Wake can draw 700 people together on a Wednesday night to talk about public schools because they understand the value of a strong public education system.
That helps explain why I’m happy to serve as co-chair of a work team that will help create the next strategic plan for the Wake County Public School System. My partner in this endeavor is Dr. Marvin Connelly, the school system’s chief of staff.
The work team itself is an impressive group of about 40 people, including principals, students, business leaders, parents and teachers. But the work preceding the town hall meeting was just as revealing.
Any smart leader could create a solid strategic plan with a little bit of time to think about it. A smarter leader would ask the community what it wants. That is the question Superintendent Jim Merrill started asking this spring.
Several hundred gathered on a Friday evening in May to hear a keynote speaker talk about trends in society with an eye toward schools.
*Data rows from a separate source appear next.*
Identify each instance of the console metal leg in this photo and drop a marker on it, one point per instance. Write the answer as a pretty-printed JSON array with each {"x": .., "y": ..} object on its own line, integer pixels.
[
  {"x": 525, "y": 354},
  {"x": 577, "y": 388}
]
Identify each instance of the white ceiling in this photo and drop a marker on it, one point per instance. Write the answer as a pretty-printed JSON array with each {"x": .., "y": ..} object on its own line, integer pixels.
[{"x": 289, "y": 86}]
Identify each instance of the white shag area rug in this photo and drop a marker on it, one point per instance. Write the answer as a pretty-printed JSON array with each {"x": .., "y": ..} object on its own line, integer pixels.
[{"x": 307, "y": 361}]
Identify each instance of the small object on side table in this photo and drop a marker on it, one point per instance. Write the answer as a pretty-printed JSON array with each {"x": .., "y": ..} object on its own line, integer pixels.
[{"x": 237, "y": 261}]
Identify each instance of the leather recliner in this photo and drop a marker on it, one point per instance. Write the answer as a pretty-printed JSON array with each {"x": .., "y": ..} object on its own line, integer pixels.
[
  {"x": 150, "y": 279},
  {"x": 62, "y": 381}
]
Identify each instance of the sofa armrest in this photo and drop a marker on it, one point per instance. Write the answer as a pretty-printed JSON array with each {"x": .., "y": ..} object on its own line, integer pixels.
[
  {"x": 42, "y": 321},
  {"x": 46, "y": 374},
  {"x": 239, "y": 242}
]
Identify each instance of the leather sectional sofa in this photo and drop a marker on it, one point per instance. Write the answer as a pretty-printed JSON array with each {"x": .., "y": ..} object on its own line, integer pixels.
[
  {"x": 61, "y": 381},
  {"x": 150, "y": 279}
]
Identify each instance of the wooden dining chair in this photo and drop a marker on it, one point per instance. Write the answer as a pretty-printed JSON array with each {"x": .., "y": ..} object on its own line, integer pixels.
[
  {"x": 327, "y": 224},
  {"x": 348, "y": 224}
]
That was followed by focus group discussions of more than 100 people digging deeper into the question of what matters most to Wake’s residents. It’s easy to ask supporters what they think, but this group also included parents at private schools, dropouts and even a few students who unfortunately found themselves in the county jail.
Based on the responses of those people and dozens of teachers, parents, business leaders, church leaders and community groups, a list of recurring themes was compiled and released as a community survey.
An amazing 11,000 people responded to that survey. The company that conducted the focus group sessions and analyzed the survey results said it was the biggest response rate it had ever seen for a survey of its kind. Moreover, more than 9,400 people answered every question!
From that survey, the 10 top issues were compiled. Given the process used, it’s hard to argue this was a random wish list of a some hand-picked group.
The 700 people discussed those 10 issues for more than an hour before ranking them in importance. No. 1 by a wide margin is recruiting, developing and retaining high-quality employees.
Did the current political environment influence that choice? Probably. Barely a week went by during the recent legislative session when teacher pay and recruitment weren’t in the headlines.
But it’s also the right choice in any environment. Ask business leaders how far they can get without high-quality employees. The answer is the same one a principal would offer.
But the community got it right in other areas, too. Providing an appropriate rigorous education at all levels scored high. So did graduating students on time and ready for life after high school. A wide-ranging curriculum is also important to residents here.
So now the group I co-chair with Dr. Connelly will get to work. From now until November, we will meet regularly to create a mission, a vision and a few key goals that incorporate our community’s desires for our students.
It won’t be a laundry list of everyone’s favorite programs. It’s not even likely to be a long document. But it’s my expectation this work group – like this community – will make a powerful statement about the value and importance of our public schools.
Phil Kirk is former chairman of the State Board of Education and the North Carolina Chamber.